While playing golf today No Three Putts had a rather sad revelation. Here it is: I played the best golf of my life when I was 15 - 22 years old. As soon as I got out of college my game went right down the toilet. I got my degree and thought I was now smart enough to think about what I do on the golf course. For the last 13 years every damn shot I hit has way too much thought in it. This is how it goes. I get up to the ball and my mind says do this, but don't do that, can't forget this, but you better make sure you do that and under no circumstances do this, that or the other, blah, blah, blah... All of this thinking is horrible. Thinking is the worst thing that has ever happened to my golf game.
Let me explain. When you're young you walk up to the ball and say to yourself I need to get from here to there. That's it. A very simple but effective thought process. At that age I don't remember hitting bad shots like I do now. Yes, I made course management mistakes, but not the stupid things I do now.

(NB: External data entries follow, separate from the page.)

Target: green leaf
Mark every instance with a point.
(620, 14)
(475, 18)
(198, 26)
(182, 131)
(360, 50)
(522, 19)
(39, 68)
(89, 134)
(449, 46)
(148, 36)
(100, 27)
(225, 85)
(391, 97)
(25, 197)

Now here's the thought process going on in my head as I address the ball, swing and finally strike that damn white thing. I walk up to the ball, address it and say to myself "self, is the left foot ok? How about the right foot? Hands in place? Ok it's safe to begin the swing...the back swing begins, is my left arm on the plane I want? Wrists cock ok? Did I go back far enough? Too far? Then the down swing starts and honestly I don't know what is happening. How's my weight shifting? What's going on? Did I do this? Did I do that? Why did I take such a big divot? And finally where's the damn ball? It's where? How the heck did it go there? I was playing it here! What did I do wrong? Did anyone see what I did wrong?"
I omitted about 150 other thoughts I have during this grueling and horrific experience known as a golf swing. If I could go back to my youth, before I read golf magazines, before I analyzed golf swings, before I ever thought about what I was doing, I would be a much better golfer. I know there's no going back physically, but if I figure out how to do it mentally, I'll let you know. For those of you that are curious, I shot an 84 today.